L’orgue en fut construit par le
fameux facteur d’orgues, Aristide
Cavaillé-Coll, en 1894, pour le Baron de l’Épée, riche amateur de musique
qui désirait jouer chez lui, dans le vaste auditorium qu’il avait fait aménager
55, avenue des Champs-Élysées, de la musique de Richard Wagner. Avec ses 2800
tuyaux, dont le plus grave mesure plus de 5 m. de haut, l’instrument possède la
puissance des cuivres wagnériens jointe à la subtilité des cordes et des bois.
Lorsque
Cavaillé-Coll disparaît en 1899, l’église Saint-Antoine est déjà en projet. En
1907, le Comte Christian de Bertier de Sauvigny rachète au Baron de l’Épée le
grand orgue de son salon de musique et décide de le faire installer dans
l’église Saint Antoine.
On a traversé
l’église pour arriver rue… Traversière. Au 57, arrière et entrée de la crypte
de St-Antoine des 15-20.
C’était ici un petit coin
d’Auvergne : des parents aveyronnais, chaque samedi, de 14 à 15h, y
conduisent leurs enfants, à partir de trois ans, aux leçons de bourrée
longtemps données par Raymonde Raynaldy.
Cette personnalité du folklore rouergat a dirigé pendant près de quinze ans,
les cours hebdomadaires dans les locaux de la paroisse Saint-Antoine. Les
positions et les voltes sont enseignées depuis par Régine Raynaldy, fille de Raymonde, qui a elle-même fondé son
propre orchestre, partie intégrante de La
Bourrée Montagnarde fondée en 1927.
38, rue
Traversière : École de trait puis librairie ouvrière créées par Agricol Perdiguier en 1856.

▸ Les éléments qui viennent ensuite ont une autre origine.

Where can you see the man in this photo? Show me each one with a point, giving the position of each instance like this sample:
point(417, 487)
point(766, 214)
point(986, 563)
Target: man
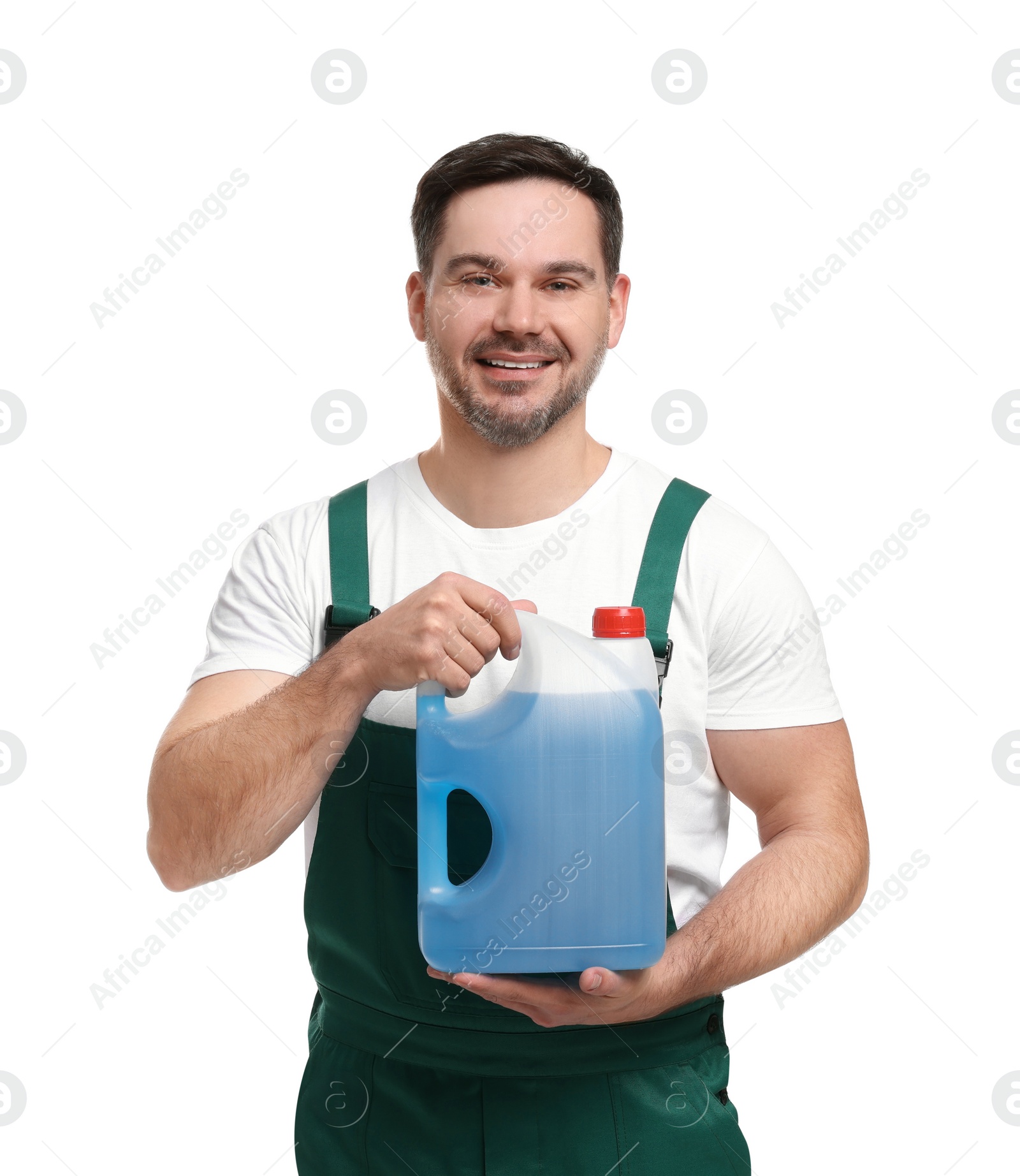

Aujourd’hui, belle enseigne de l’ébéniste restaurateur Didier Maulet.
En traversant la
rue de Charenton, on voit, à la pointe 2, rue Emilio
Castelar / 85, rue de Charenton : Boulangerie aménagée en rez-de-chaussée
d'un immeuble d'angle construit en 1906. La devanture comporte des panneaux
peints fixés sous verre, signés de T. Luc et représentant des scènes de
moisson. A l'intérieur, les murs sont recouverts de carreaux de céramique,
agrémentés d'une frise de fleurs stylisées. Inscrite MH
Le groupe HBM de
la fondation Rothschild (8 rue de Prague – 7 rue Théophile Roussel – 3
rue Charles Baudelaire – 9 rue Emilio Castelar, toutes rues ouvertes sur
l’emplacement de l’ex hôpital Trousseau) a été réalisé par Nénot, l’architecte de la nouvelle Sorbonne
et achevé en 1909 ; PLU. Cet ensemble est la réalisation la plus
emblématique de la fondation Rothschild, et le concours d'architecture dont il
est le fruit en 1905, à l'Hôtel de Ville, constitue un brillant résumé de
l'architecture hygiéniste. Parmi les 127 concurrents ayant remis des esquisses,
se distinguent les projets de Tony Garnier (le plus radicalement novateur),
celui du lauréat Augustin Rey, d'Henry Provensal (classé second), de
Ventre et Majou (encore étudiants). Le projet réalisé se démarque toutefois
fortement du projet d'Augustin Rey. Après la démission de ce dernier, les plans
définitifs sont établis par Nénot en 1907. L'alignement sur rue, brisé par Rey,
y reprend tous ses droits, les cours n'étant ouvertes sur la rue que par des
brèches. Même revu dans un sens plus académique, le groupe reste une référence,
dans la mesure où il concrétise toutes les théories et rassemble tous les
objets techniques propres au logement populaire. C'est aussi un village où tout
est prévu pour une vie en quasi-autarcie grâce à une palette d'équipements et
une école où des ouvriers enlevés à leur taudis, viennent apprendre à habiter
dans les meilleures conditions possibles. Le groupe
de la fondation Rothschild a été visité le 2 décembre 1909 par le roi Manuel II
du Portugal, signale Rochegude.
Entre la rue Traversière et la rue de Cotte s’étendait donc,
(entrée au 89, rue de Charenton dans la numérotation de l’époque) l’hôpital
Ste-Eugénie ouvert en 1854 avec 425 lits pour les enfants de 2 à 14 ans. Il était
devenu hôpital Trousseau en 1880 et serait démoli à la fin du 19ème
siècle. (Il succédait ici à l’hôpital Ste-Marguerite qui avait lui-même
remplacé l’hospice des Orphelins de 1674, créé par la chancelière d’Aligre et
la reine Marie-Thérèse, sur des terrains rachetés à l’immense abbaye St-Antoine ;
il avait été « hôpital des Enfants de la Patrie » en 1792.) Le square Trousseau a été ouvert en 1906
- Laverdure, 58 rue Traversière et n° adjacents. « C'est vers le
milieu du XVIIème siècle que des archives mentionnent l'activité à Paris rue
Traversière d'un marchand de couleurs, droguiste et fabriquant de vernis.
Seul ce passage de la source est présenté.